Deus prometeu a Abraão que nele seriam benditas todas as nações da terra (Gênesis 12:3). Era o começo de um plano maior: através da sua descendência, viria uma bênção para toda a humanidade. Séculos depois, a promessa se estreita com Davi. Deus lhe assegura que um descendente do seu trono reinará para sempre (2 Samuel 7:12-13). Essa linha real aponta para o Messias — o Ungido.

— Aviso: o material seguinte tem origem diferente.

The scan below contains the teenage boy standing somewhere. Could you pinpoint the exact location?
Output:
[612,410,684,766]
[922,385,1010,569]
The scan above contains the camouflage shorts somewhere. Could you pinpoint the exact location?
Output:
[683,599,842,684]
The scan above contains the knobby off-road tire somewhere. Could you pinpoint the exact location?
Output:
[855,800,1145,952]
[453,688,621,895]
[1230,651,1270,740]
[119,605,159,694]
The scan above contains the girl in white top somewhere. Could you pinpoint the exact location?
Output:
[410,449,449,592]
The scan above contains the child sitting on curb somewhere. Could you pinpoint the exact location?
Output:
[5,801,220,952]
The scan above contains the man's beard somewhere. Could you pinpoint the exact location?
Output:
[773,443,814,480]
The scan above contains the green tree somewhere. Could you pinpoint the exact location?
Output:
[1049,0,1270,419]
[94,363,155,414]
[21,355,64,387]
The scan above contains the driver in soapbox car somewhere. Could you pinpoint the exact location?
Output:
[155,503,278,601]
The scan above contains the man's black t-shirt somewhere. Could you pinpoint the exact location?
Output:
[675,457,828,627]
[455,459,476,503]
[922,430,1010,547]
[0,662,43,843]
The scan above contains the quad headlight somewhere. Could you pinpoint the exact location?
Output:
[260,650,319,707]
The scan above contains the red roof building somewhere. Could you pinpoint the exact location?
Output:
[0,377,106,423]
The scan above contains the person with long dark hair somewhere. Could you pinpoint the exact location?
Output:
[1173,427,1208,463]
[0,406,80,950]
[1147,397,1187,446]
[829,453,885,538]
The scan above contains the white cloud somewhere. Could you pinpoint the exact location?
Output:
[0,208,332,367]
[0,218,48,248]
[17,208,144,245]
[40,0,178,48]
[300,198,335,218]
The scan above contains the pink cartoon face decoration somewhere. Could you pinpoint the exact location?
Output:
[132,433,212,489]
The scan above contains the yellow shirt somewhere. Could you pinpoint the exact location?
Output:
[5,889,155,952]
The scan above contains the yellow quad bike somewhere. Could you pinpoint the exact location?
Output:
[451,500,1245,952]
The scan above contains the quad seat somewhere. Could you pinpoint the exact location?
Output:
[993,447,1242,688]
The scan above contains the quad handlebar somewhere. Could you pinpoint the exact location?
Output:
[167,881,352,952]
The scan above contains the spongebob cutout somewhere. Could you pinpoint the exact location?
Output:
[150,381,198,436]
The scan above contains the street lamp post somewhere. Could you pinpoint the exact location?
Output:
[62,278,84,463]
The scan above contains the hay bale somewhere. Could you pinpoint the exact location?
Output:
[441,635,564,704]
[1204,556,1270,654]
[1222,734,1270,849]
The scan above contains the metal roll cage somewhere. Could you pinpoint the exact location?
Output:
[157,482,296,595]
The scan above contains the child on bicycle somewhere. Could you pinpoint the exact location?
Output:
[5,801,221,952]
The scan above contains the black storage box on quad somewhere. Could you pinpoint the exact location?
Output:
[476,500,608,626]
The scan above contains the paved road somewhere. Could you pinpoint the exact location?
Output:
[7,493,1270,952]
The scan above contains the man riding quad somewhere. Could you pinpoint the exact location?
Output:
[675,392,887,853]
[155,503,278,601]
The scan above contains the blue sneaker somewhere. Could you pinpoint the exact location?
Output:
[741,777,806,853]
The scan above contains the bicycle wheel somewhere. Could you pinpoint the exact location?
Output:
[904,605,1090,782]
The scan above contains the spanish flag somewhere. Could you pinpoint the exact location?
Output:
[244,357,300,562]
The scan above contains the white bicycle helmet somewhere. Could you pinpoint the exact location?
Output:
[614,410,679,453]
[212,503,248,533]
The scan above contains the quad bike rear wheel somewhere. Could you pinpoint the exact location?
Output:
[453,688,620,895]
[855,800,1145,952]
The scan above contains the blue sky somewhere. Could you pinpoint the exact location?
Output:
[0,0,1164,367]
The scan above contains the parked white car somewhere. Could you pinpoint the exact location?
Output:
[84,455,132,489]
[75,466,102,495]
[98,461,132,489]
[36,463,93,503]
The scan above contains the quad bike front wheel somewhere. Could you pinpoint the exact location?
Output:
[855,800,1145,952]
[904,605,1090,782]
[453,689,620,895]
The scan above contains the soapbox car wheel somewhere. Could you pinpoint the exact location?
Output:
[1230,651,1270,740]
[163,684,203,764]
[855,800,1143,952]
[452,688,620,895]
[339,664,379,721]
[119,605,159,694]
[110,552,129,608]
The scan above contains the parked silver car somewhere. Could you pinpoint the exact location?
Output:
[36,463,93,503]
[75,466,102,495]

Jesus nasce dentro dessa linhagem, não por acaso, mas por design divino. Mateus abre seu evangelho com essa genealogia para mostrar que Jesus é o herdeiro legítimo da aliança: é filho de Abraão porque traz a bênção prometida a todas as nações; é filho de Davi porque cumpre a promessa de um rei eterno, justo e misericordioso.

Por isso, chamar Jesus de “filho de Davi” era, nos tempos dele, uma forma de reconhecê-lo como o Salvador esperado. Cegos e pecadores clamavam por misericórdia usando esse título — e Jesus os ouvia. Ele é o fruto da promessa, o centro da história sagrada, o Rei que veio servir e entregar a vida por muitos.

Não se trata apenas de árvores genealógicas, mas de um convite: olhar para Jesus e ver nele o cumprimento de tudo o que Deus prometeu com fidelidade e amor.